Friday, June 30, 2017

Praying Contemplatively – The Peace In Practice

The Resting Lady (Image: S.J. Wickham)

MOWING the lawn, and it strikes me! I’m praying contemplatively. Let me explain. But before I do, let me tell you what Richard Rohr, renowned Catholic mystic, considers is contemplative prayer: non-verbal communion with God. That’s it. It can be considered God-mindfulness or God-consciousness. But there is more to contemplation.
Contemplation so far as prayer is concerned is a frank mind with the absence of thought. There are two concepts.
The first is absence. No thought of past or future. Nil. The present cannot be a thought, it is merely experienced. It’s why taking a photograph ruins the moment — because the taking of a photograph requires thought. But at least with the photograph we can enjoy contemplation of the moment as a glimpse of the past. So being present is simply experience enjoyed thoughtlessly by the mind. Absence can only be procured when we deal with repetitive thoughts of past and future. Thirty seconds of absence between lapses into thought can build to minutes with practice and discipline.

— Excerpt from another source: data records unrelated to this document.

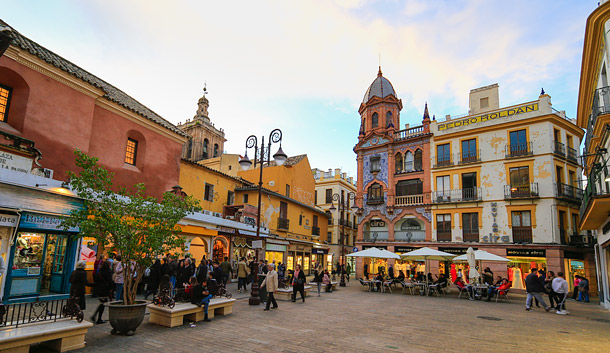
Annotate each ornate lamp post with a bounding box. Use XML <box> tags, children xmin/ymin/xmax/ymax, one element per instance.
<box><xmin>239</xmin><ymin>129</ymin><xmax>287</xmax><ymax>305</ymax></box>
<box><xmin>329</xmin><ymin>191</ymin><xmax>358</xmax><ymax>287</ymax></box>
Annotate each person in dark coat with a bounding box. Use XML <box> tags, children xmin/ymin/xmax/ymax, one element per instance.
<box><xmin>525</xmin><ymin>268</ymin><xmax>551</xmax><ymax>311</ymax></box>
<box><xmin>91</xmin><ymin>260</ymin><xmax>113</xmax><ymax>324</ymax></box>
<box><xmin>144</xmin><ymin>259</ymin><xmax>162</xmax><ymax>300</ymax></box>
<box><xmin>69</xmin><ymin>261</ymin><xmax>93</xmax><ymax>310</ymax></box>
<box><xmin>196</xmin><ymin>259</ymin><xmax>208</xmax><ymax>284</ymax></box>
<box><xmin>291</xmin><ymin>264</ymin><xmax>307</xmax><ymax>302</ymax></box>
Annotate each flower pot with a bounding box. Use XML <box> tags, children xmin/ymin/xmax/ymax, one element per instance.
<box><xmin>105</xmin><ymin>300</ymin><xmax>148</xmax><ymax>336</ymax></box>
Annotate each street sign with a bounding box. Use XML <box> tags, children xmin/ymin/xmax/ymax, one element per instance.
<box><xmin>352</xmin><ymin>247</ymin><xmax>358</xmax><ymax>252</ymax></box>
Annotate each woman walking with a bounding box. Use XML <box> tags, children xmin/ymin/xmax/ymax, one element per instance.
<box><xmin>313</xmin><ymin>264</ymin><xmax>323</xmax><ymax>297</ymax></box>
<box><xmin>91</xmin><ymin>260</ymin><xmax>113</xmax><ymax>324</ymax></box>
<box><xmin>69</xmin><ymin>260</ymin><xmax>93</xmax><ymax>310</ymax></box>
<box><xmin>291</xmin><ymin>264</ymin><xmax>307</xmax><ymax>302</ymax></box>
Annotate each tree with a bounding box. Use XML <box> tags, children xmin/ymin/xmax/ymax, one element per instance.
<box><xmin>62</xmin><ymin>150</ymin><xmax>200</xmax><ymax>305</ymax></box>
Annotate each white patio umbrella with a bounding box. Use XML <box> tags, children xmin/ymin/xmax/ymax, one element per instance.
<box><xmin>399</xmin><ymin>247</ymin><xmax>456</xmax><ymax>284</ymax></box>
<box><xmin>453</xmin><ymin>250</ymin><xmax>511</xmax><ymax>263</ymax></box>
<box><xmin>466</xmin><ymin>247</ymin><xmax>480</xmax><ymax>284</ymax></box>
<box><xmin>347</xmin><ymin>247</ymin><xmax>400</xmax><ymax>276</ymax></box>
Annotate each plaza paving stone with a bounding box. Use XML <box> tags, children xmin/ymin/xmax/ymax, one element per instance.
<box><xmin>66</xmin><ymin>279</ymin><xmax>610</xmax><ymax>353</ymax></box>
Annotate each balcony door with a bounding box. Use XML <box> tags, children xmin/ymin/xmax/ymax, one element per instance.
<box><xmin>511</xmin><ymin>211</ymin><xmax>532</xmax><ymax>243</ymax></box>
<box><xmin>436</xmin><ymin>176</ymin><xmax>451</xmax><ymax>201</ymax></box>
<box><xmin>461</xmin><ymin>172</ymin><xmax>477</xmax><ymax>200</ymax></box>
<box><xmin>509</xmin><ymin>166</ymin><xmax>530</xmax><ymax>197</ymax></box>
<box><xmin>509</xmin><ymin>129</ymin><xmax>527</xmax><ymax>155</ymax></box>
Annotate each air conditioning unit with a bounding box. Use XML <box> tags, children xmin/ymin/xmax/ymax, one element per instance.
<box><xmin>213</xmin><ymin>212</ymin><xmax>221</xmax><ymax>217</ymax></box>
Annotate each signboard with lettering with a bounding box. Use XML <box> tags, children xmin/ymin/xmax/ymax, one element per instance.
<box><xmin>0</xmin><ymin>151</ymin><xmax>33</xmax><ymax>174</ymax></box>
<box><xmin>506</xmin><ymin>248</ymin><xmax>546</xmax><ymax>258</ymax></box>
<box><xmin>438</xmin><ymin>103</ymin><xmax>539</xmax><ymax>131</ymax></box>
<box><xmin>0</xmin><ymin>213</ymin><xmax>19</xmax><ymax>227</ymax></box>
<box><xmin>437</xmin><ymin>247</ymin><xmax>476</xmax><ymax>255</ymax></box>
<box><xmin>312</xmin><ymin>248</ymin><xmax>328</xmax><ymax>254</ymax></box>
<box><xmin>19</xmin><ymin>212</ymin><xmax>79</xmax><ymax>232</ymax></box>
<box><xmin>394</xmin><ymin>246</ymin><xmax>418</xmax><ymax>253</ymax></box>
<box><xmin>370</xmin><ymin>220</ymin><xmax>386</xmax><ymax>227</ymax></box>
<box><xmin>362</xmin><ymin>245</ymin><xmax>387</xmax><ymax>250</ymax></box>
<box><xmin>252</xmin><ymin>240</ymin><xmax>263</xmax><ymax>249</ymax></box>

The second is frankness. Thoughts pop in; intrusions of past traumas and experiences and future hopes and fears. The mind trained to contemplate is instantly aware of those intrusions and expels the thought, letting it go. The mind says those words, I don’t need you, I choose to let you go. The frank mind suffers cognisance of the truth, of course. It sees the berating, lazy, fearful thoughts and is humble in accepting itself as frail.
My experience of mowing the lawn taught me how instinctively I move into contemplative prayer. God was communicating with me as my mind rested in automatic pilot mode. One simple example is through suggestion. I was given a verse from the Bible (Job 1:21) related to something I am presently studying. It’s the weirdest thing to become aware that you’ve been praying contemplatively. I wasn’t thinking of my own volition. Just mowing the lawn without thinking — enjoying that experience. God gave it to me as He roamed within my mind. God also gave to me suggestions for loving action. These were not thoughts; they came and went as a wafting breeze and prayerfully I guess I hoped to remember them.

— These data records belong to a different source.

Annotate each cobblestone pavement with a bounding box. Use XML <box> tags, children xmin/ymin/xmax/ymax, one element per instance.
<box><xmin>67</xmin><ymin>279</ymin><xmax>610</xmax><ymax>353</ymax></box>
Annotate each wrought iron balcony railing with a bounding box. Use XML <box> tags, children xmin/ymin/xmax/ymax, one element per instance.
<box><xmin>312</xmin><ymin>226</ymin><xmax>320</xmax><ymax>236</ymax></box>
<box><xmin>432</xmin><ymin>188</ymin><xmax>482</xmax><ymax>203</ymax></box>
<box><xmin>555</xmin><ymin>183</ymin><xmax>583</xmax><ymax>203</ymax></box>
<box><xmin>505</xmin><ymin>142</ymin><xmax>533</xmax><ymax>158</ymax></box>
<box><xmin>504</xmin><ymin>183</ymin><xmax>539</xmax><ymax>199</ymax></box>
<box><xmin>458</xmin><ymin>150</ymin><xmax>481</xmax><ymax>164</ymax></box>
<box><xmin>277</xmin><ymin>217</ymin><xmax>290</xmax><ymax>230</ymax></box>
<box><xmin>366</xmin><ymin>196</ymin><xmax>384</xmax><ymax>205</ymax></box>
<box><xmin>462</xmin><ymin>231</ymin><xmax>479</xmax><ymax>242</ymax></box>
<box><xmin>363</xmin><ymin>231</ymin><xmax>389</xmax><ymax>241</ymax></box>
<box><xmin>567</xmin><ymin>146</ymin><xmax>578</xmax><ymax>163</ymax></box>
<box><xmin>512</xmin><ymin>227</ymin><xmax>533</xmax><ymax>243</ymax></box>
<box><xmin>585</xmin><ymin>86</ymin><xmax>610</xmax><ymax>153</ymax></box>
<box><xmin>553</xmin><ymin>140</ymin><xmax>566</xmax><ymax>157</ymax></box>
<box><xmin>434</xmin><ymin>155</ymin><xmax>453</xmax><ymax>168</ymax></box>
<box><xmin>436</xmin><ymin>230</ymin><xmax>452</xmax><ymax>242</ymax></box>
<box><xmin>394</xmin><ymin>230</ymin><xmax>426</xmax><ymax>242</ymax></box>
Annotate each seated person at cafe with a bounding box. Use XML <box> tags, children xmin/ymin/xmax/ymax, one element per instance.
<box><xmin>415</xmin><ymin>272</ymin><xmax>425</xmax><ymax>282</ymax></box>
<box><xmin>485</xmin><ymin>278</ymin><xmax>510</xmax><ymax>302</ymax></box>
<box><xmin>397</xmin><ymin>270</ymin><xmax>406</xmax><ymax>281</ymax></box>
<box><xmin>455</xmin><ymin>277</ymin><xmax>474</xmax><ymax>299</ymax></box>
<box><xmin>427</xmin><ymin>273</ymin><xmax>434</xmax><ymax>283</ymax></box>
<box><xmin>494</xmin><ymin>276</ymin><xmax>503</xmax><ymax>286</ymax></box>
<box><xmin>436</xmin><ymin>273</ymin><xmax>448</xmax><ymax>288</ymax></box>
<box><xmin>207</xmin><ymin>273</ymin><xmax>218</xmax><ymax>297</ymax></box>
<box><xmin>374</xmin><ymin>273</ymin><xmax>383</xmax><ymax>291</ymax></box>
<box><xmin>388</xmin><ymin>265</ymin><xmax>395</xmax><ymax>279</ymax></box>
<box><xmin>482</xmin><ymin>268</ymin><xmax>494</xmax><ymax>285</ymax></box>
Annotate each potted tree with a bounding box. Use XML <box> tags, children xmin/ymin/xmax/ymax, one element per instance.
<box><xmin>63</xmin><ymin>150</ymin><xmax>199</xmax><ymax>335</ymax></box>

The mind is fallible. There is preoccupation with past and future, whether they be ten minutes ago or to come, or ten years. Contemplation is the ridding of the mind of these burdens.

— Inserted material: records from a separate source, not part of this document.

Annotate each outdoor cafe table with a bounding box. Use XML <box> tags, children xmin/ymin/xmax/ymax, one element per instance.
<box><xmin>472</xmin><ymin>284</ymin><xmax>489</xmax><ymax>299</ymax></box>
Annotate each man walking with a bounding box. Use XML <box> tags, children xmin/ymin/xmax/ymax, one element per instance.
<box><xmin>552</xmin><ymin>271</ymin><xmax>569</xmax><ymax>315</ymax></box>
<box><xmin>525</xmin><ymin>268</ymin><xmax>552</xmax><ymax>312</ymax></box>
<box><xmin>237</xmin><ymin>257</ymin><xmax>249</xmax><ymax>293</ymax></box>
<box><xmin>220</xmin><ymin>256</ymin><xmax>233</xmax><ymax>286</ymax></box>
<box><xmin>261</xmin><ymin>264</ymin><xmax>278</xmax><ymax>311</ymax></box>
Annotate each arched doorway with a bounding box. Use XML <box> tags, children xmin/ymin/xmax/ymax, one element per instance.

To be emptied of mind but open to God is an achievable and bliss-filled state of mind; a beautiful thing to practice and master.
A Guided Meditation – guided by Someone Else
Say the words in the following lines with a long pause between one line and the next. Focus on your breathing… safe, calm, relaxed, loose of muscle, tight of mind:
Be Still and Know That I Am God
Be Still and Know That I Am
Be Still and Know
Be Still
… be still and silent of mind (the best you can) for ten minutes.
Up your practice to thirty minutes, which may take two years to accomplish.